For reasons I don’t completely understand, much of the world seems to be in love with biometrics—not only users of expensive smartphones and laptops, but even seasoned security professionals in charge of guiding the world’s future authentication solutions. I was recently in a consortium meeting dedicated to establishing the world’s security standards around future authentication and I was surprised to hear how many of the attendees felt that biometrics were the be-all-and-end-all of secure authentication, when that so isn’t the case.
I’ve never been a fan of biometrics, but now I all-out hate them. Why? Because they are horrible at authenticating people. Here is what I mean:
Biometrics are horribly inaccurate
Most people think that biometrics are incredibly accurate, because that’s the way they are sold. You’re told, “No one else has your fingerprints, retina, hand print” or whatever. While that might be nearly true, the representation of how your biometric attribute is stored is nowhere nearly as detailed and unique as the real and true biometric factor being measured.
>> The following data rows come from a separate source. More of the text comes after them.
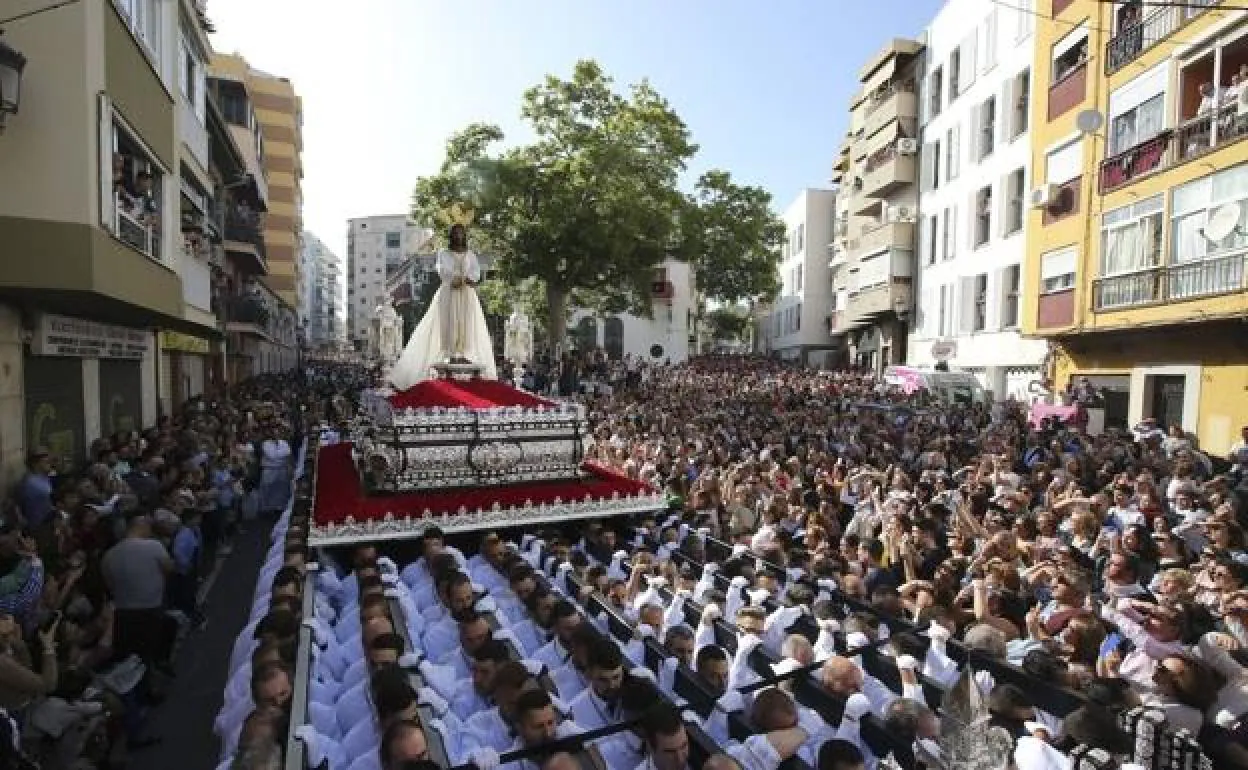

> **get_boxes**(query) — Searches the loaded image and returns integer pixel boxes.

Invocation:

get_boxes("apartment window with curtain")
[1011,69,1031,139]
[977,96,996,160]
[974,186,993,247]
[949,48,961,102]
[1170,163,1248,297]
[1100,195,1163,278]
[972,273,989,331]
[1110,94,1165,156]
[1005,168,1026,235]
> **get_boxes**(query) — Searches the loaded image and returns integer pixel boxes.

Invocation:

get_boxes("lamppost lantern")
[892,295,910,320]
[0,34,27,133]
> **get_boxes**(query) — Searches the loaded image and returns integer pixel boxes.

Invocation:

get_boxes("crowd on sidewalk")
[0,368,351,770]
[285,354,1248,770]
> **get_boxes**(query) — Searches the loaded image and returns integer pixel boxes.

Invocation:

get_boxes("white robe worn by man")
[390,217,497,389]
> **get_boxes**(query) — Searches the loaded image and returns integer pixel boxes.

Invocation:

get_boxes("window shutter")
[948,205,958,260]
[986,269,1002,331]
[920,143,934,192]
[918,216,929,265]
[998,174,1011,237]
[968,104,981,162]
[958,276,976,333]
[1000,80,1014,143]
[950,123,960,179]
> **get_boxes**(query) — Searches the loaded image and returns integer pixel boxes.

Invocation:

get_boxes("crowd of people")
[278,354,1246,770]
[0,367,339,770]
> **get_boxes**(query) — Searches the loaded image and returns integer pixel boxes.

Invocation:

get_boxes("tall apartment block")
[908,0,1048,398]
[1022,0,1246,452]
[759,189,839,367]
[346,215,433,349]
[830,40,924,373]
[211,53,304,316]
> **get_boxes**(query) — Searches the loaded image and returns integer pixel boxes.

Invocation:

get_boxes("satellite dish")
[1202,202,1241,243]
[1076,109,1105,135]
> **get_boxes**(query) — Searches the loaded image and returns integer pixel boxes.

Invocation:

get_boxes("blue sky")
[209,0,944,260]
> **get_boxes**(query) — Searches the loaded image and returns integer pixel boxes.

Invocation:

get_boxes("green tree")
[679,170,785,305]
[412,60,697,352]
[706,306,750,341]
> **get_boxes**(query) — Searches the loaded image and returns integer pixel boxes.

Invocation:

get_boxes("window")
[179,34,206,124]
[943,206,957,261]
[938,285,951,336]
[949,48,961,102]
[929,67,944,119]
[976,96,997,160]
[974,186,993,247]
[1015,0,1034,41]
[1045,137,1083,185]
[972,274,989,331]
[1052,24,1089,83]
[1040,247,1077,293]
[114,0,162,64]
[220,88,249,127]
[981,8,999,74]
[386,232,401,249]
[926,214,938,265]
[1004,168,1026,235]
[1108,64,1167,155]
[360,266,367,274]
[1001,265,1021,328]
[797,223,805,253]
[102,96,164,262]
[796,264,803,292]
[1171,163,1248,266]
[946,124,960,181]
[1010,69,1031,139]
[959,31,979,94]
[795,303,802,331]
[923,138,943,191]
[1100,194,1163,276]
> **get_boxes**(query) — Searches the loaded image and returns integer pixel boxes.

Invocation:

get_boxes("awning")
[861,56,898,97]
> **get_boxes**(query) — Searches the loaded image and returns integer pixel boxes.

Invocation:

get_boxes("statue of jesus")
[389,208,498,390]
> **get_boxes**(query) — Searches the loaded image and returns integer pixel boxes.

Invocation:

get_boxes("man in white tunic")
[390,207,498,389]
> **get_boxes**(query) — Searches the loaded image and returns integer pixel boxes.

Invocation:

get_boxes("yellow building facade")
[1023,0,1248,454]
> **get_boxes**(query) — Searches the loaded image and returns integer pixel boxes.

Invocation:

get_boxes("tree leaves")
[410,59,783,352]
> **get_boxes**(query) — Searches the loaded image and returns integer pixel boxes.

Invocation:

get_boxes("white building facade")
[761,189,838,368]
[567,259,697,364]
[346,215,432,349]
[300,232,345,349]
[909,0,1048,399]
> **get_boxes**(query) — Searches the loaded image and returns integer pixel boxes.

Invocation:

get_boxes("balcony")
[223,207,268,274]
[115,202,161,261]
[850,221,915,256]
[1105,1,1217,76]
[1099,131,1173,193]
[1176,103,1248,162]
[862,81,918,139]
[847,280,912,322]
[860,144,917,199]
[1092,252,1247,311]
[223,294,272,336]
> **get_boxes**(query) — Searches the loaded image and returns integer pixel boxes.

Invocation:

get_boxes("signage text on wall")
[31,314,149,360]
[159,331,211,355]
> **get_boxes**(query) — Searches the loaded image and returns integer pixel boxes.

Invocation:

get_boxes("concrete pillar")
[0,305,26,488]
[82,358,100,447]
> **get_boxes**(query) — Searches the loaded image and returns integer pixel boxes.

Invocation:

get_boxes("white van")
[882,365,989,406]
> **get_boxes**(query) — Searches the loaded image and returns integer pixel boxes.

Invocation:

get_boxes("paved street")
[128,520,272,770]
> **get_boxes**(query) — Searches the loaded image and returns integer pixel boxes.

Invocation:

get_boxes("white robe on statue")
[389,249,497,390]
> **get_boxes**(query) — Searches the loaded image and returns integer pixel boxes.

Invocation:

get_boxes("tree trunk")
[545,284,568,360]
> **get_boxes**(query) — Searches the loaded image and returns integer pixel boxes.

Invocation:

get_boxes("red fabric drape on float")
[386,379,551,411]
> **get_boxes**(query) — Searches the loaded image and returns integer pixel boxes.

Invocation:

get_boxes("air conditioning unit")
[896,138,919,155]
[887,205,917,223]
[1029,183,1060,208]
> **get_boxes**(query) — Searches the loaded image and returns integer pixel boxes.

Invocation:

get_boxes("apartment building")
[211,53,304,316]
[300,231,345,350]
[835,41,924,373]
[908,0,1048,398]
[759,189,838,367]
[0,0,239,481]
[346,215,433,348]
[1023,0,1246,452]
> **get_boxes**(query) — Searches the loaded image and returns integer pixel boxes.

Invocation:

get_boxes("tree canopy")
[411,60,784,352]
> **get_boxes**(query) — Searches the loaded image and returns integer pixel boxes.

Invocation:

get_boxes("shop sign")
[160,331,211,355]
[31,314,148,360]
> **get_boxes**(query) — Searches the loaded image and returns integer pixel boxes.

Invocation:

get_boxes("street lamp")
[892,294,910,321]
[0,34,27,134]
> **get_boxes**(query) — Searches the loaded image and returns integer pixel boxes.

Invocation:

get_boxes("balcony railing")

While your fingerprint might be (nearly) unique in the world, what is stored and subsequently measured during authentication is not. Your fingerprint (or iris, retina, face, etc.) is not stored and measured as a highly detailed picture. What is stored and evaluated is a measurement of various defining characteristics (“points”) of that biometric identity.
For example, your fingerprints are turned into series of points noting where major “rivers and valleys” and sharp changes happen. These big deviations are marked with points, with the overall fingerprint being stored and evaluated looking much more like a star constellation than a real fingerprint.
The device and software that record the original biometric attribute can only collect so much detail. At some point the reader/scanner cannot see the fine detail without it becoming blurred, but in most cases, they can see far more of the detail than would ever be useful. Everyone’s fingerprint has very tiny “micro-changes”, some perhaps part of the actual fingerprint, but more that are temporary instances of cuts, abrasions and wear patterns.
If a fingerprint reader recorded every bit of fine detail that it could, it’s very likely that tomorrow your stored fingerprint would not match your fingerprint today. The same with your face, iris, retina or any other biometric attribute. Instead, biometric readers and verifiers are forced to “de-tune” themselves to be less accurate than they otherwise could be. In fact, this de-tuning is usually so thoroughly implemented that the purported uniqueness of the real biometric factor ends up getting far more matches with other unrelated stored values.